Converting to organics

For two hours as he showed us around his farm, Mike explained the background and process of converting to organics and patiently fielded questions from a group that included its share of sceptics. Before going down the organic path in 2000, Mike had been trying to increase production using higher stocking rates, high inputs of urea and supplementary feed. The problem with this approach was that the increase in returns did not justify the higher cost of inputs.

Secondly, the stress on the land, cows and farmers was unsustainable. So a system more in synchronisation with nature was sought and settled on.

The three year conversion period was the most difficult part as he developed the skills and knowledge required to operate an organic dairy farm. Cow numbers were dropped from 180 to 155 to provide for a buffer for seasonal shortfalls. Organic farmers cannot fall back on use of urea when spring is late arriving. Although production has dropped by 10% on pre conversion figures, this is more than compensated for by the 20% premium he is paid for the milk as well as reduced costs.

Improved animal health

Animal health has improved markedly with bloat, facial eczema, and metabolic disorders rarely seen. Mastitis is the biggest challenge and when homeopathic or herbal remedies fail to cure it, antibiotics are used and the cow quarantined or sold. Mike is convinced that cows can self medicate if they are given the opportunity, and as well as providing shade and shelter in every paddock with plantings of paulownia, poplar, alder and oak, he is increasing the availability of flax. Cows seek this plant out to chew on as well as poplars and benefit greatly from the tannins and minerals ingested.

Making and using compost

A row of organic compost

At the last stop on our farm tour Mike explained how he made and used compost. The parent material for this is dung and bark from the stand off pad. To this is added lime, elemental sulphur and chicken manure. The mixture is then turned and aerated in rows until no parent material is apparent and then applied to paddocks at a rate of about two tonne per hectare. Mike credits the use of the compost for increasing worm numbers from around15 per spade full to between 30 and 40. Lime and seaweed based fertilisers are also applied.
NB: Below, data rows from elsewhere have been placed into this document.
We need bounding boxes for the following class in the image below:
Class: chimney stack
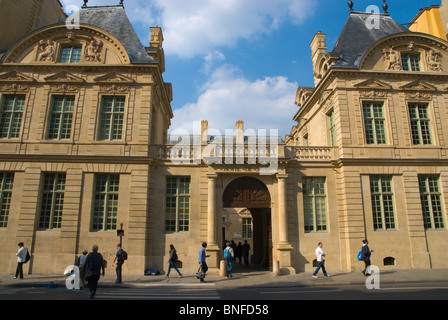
[201,120,208,143]
[236,120,244,144]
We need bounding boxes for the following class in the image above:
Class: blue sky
[61,0,441,137]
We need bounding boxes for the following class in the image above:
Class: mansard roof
[331,12,409,68]
[78,6,151,64]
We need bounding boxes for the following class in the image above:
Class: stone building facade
[0,3,447,276]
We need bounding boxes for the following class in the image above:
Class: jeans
[15,262,24,279]
[167,260,181,276]
[226,259,233,277]
[115,260,123,283]
[313,261,327,277]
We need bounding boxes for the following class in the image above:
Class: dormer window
[59,46,82,63]
[401,53,420,71]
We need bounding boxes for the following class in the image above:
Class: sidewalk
[1,267,447,290]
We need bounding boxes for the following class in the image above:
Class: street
[0,281,447,300]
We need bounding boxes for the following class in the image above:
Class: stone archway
[222,177,272,269]
[222,176,271,208]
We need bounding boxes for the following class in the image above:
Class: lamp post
[117,223,124,247]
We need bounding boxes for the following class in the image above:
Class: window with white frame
[242,217,253,238]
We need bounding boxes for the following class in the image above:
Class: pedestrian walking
[78,250,88,288]
[84,245,105,299]
[312,242,329,278]
[166,244,182,278]
[224,242,235,278]
[112,243,125,284]
[242,240,250,266]
[198,242,209,282]
[236,242,243,265]
[14,242,28,280]
[361,239,374,276]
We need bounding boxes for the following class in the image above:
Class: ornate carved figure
[427,49,443,71]
[84,38,103,62]
[382,46,402,70]
[37,39,56,62]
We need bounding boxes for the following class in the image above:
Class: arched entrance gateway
[222,177,272,270]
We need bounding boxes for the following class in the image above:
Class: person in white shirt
[312,242,329,278]
[14,242,28,279]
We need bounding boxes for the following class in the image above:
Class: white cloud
[152,0,315,58]
[61,0,315,58]
[170,65,298,137]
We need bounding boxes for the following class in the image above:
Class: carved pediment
[0,71,36,82]
[354,79,392,90]
[400,80,436,91]
[94,72,135,84]
[44,71,85,83]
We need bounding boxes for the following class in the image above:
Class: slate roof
[331,12,409,68]
[78,6,152,64]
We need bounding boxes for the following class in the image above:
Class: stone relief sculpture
[37,39,56,62]
[427,49,443,71]
[382,46,402,70]
[84,38,104,62]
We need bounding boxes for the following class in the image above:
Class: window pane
[93,174,119,231]
[39,173,65,230]
[370,176,395,230]
[419,176,444,230]
[0,172,14,228]
[99,97,125,140]
[0,95,25,139]
[165,177,191,232]
[303,177,327,233]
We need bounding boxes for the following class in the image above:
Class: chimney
[201,120,208,143]
[150,26,164,48]
[236,120,244,144]
[310,31,327,86]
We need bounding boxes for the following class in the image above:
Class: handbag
[195,266,205,279]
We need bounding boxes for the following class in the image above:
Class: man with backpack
[112,243,127,284]
[14,242,29,280]
[224,242,235,278]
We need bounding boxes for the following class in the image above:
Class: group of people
[312,239,374,278]
[166,240,251,283]
[76,243,126,298]
[13,241,126,299]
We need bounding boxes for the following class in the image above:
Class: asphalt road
[0,281,447,301]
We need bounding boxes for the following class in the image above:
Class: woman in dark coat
[84,245,105,298]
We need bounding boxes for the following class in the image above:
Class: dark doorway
[250,208,272,270]
[222,177,272,270]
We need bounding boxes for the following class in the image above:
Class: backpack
[357,250,363,261]
[122,250,128,261]
[24,248,31,264]
[224,248,232,260]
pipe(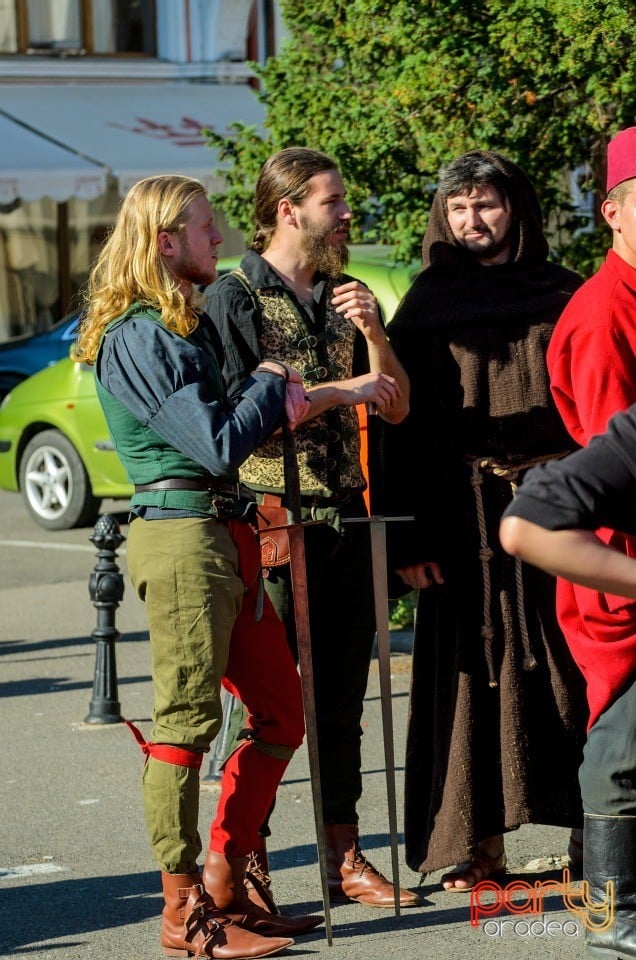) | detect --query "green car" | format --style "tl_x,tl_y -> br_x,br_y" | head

Mike is converting the breed of his herd to Swedish Reds as he has seen them farmed in Europe and considers them more suited to his organic system and possibly also to once a day milking. Surprising to some was the method of breeding – artificial insemination, which Mike uses for the genetic gains it provides.

Although work on animal health is reduced Mike conceded weeds are more of a challenge under organics with much manual removal involved. With many paddocks too steep for mowing some thistles have to be tolerated. Blackberry and gorse are the most difficult weeds but a pine oil extract looks promising for their control.


A balanced system

The overall impression gained was of a farm well managed, with healthy contented stock and natural features protected and enhanced by a variety of plantings. Mike is convinced he has a farming system and lifestyle more balanced than before and in harmony with nature. And perhaps after our visit there will be a few more converts.